She emphasized that what’s happening now is “just the start.”
“I’ve been saying from the beginning, it’s not just a moment, it’s a movement. And movements build over time and they’re strategic,” she said. “Now the work really begins. The hashtag is a declaration but now we’re poised to really stand up and do the work.”
TIME interviewed dozens of women and men who experienced sexual harassment at their jobs, including movie stars, hotel maids, retail clerks, Silicon Valley programmers and farm workers. Among those interviewed for the magazine’s special issue was Swift, speaking publicly for the first time since winning her groping lawsuit against DJ David Mueller.
“When I testified, I had already had to watch this man’s attorney bully, badger and harass my team including my mother,” the superstar singer said. “I was angry.

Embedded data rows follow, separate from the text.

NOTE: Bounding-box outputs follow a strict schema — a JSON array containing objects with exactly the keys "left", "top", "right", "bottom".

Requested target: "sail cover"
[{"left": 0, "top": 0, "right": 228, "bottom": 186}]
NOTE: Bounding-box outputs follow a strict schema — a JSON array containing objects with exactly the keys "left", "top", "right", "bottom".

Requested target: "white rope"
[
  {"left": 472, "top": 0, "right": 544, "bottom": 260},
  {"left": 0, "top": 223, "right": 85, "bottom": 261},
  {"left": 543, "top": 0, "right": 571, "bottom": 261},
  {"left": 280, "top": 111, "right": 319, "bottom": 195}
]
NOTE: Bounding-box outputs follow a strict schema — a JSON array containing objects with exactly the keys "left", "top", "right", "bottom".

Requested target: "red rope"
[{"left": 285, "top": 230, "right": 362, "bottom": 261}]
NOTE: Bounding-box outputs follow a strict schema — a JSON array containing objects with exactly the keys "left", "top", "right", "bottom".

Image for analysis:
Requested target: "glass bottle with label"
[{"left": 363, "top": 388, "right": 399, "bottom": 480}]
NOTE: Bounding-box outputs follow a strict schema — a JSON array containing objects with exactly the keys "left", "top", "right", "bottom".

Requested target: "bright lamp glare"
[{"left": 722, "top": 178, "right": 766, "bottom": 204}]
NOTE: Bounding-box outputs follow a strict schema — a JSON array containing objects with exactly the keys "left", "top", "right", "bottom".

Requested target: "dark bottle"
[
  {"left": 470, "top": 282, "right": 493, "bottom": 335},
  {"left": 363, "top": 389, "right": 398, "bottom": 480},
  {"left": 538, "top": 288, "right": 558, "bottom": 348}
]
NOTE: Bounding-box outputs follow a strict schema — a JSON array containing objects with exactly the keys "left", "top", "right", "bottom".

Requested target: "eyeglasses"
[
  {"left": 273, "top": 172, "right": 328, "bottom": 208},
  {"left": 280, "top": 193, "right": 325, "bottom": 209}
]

In that moment, I decided to forego any courtroom formalities and just answer the questions the way it happened. This man hadn’t considered any formalities when he assaulted me. Why should I be polite?”
Also interviewed was TODAY anchor Megyn Kelly, who says she was sexually harassed at Fox News by the network’s former CEO Roger Ailes and complained to management about the way its former star, Bill O'Reilly, treated women who were speaking out.
“I always thought maybe things could change for my daughter. I never thought things could change for me. Never,” Kelly told TIME. “I’m starting to see it so differently. What if we did complain? What if we didn’t whine, but insisted that those around us did better?”
Ailes denied Kelly’s claims of harassment before he died earlier this year. O’Reilly said he didn’t know of any complaint by Kelly.